Over the past several years, much attention has been paid to private data snooping, and to the storage of tremendous amounts of raw data in the name of national security. For instance, in 2011, Google received 12,271 requests to hand over its users' private data to US government agencies, and among them law enforcement agencies, according to company's annual Transparency Report. Telecom operators responded to “a portion of the 1.3 million”22 law enforcement requests for text messages and phone location data were largely without issued warrants. However, a much greater and more immediate data privacy threat is coming from large number of companies, probably never even heard of, called “data brokers.”23 They are electronically collecting, analyzing, and packaging some of the most sensitive personal information and often electronically selling it without the owner's direct knowledge to other companies, advertisers, and even the government as a commodity. A larger data broker named Acxiom, for example, has boasted that it has, on average, “1,500 pieces of information on more than 200 million Americans [as of 2014].”23

No doubt, data privacy will be a central issue for many years to come.

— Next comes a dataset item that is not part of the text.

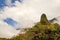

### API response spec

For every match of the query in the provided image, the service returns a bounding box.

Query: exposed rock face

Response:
[49,16,60,25]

The right of transfer options for private electronic data should be returned to owners from the handful of companies that profiteer by utilizing other people's private information.

Product Pricing

We use the search engine (a primary data product) to demonstrate how to price a product. It is noteworthy that a search engine is not really software and is not really free. As early as 1998, Bill Gross, the founder of GoTo.com, Inc. (now called Overture), applied for a patent for search engine pricing.

Today's popular search engines operate using an open and free business model, meaning they do not make money from users but instead are paid by advertisers. There are two types of advertising in the search engine. One is the pay-per-click (PPC) model used by Google, whereby no payment is solicited from the advertiser if no user clicks on the ad. The other is the “ranking bid” model “innovated” by Baidu, whereby search results are ranked according to the payment made by advertisers. Google, in October 2010, adjusted its cost-per-click (CPC) pricing by adding a 49% premium to wrestler-type advertising sponsors24 who want to take the optimum position in the results. Cost-per-click is similar to Baidu's left ranking that has existed for long time and contributes almost 80% of the revenue from advertisements.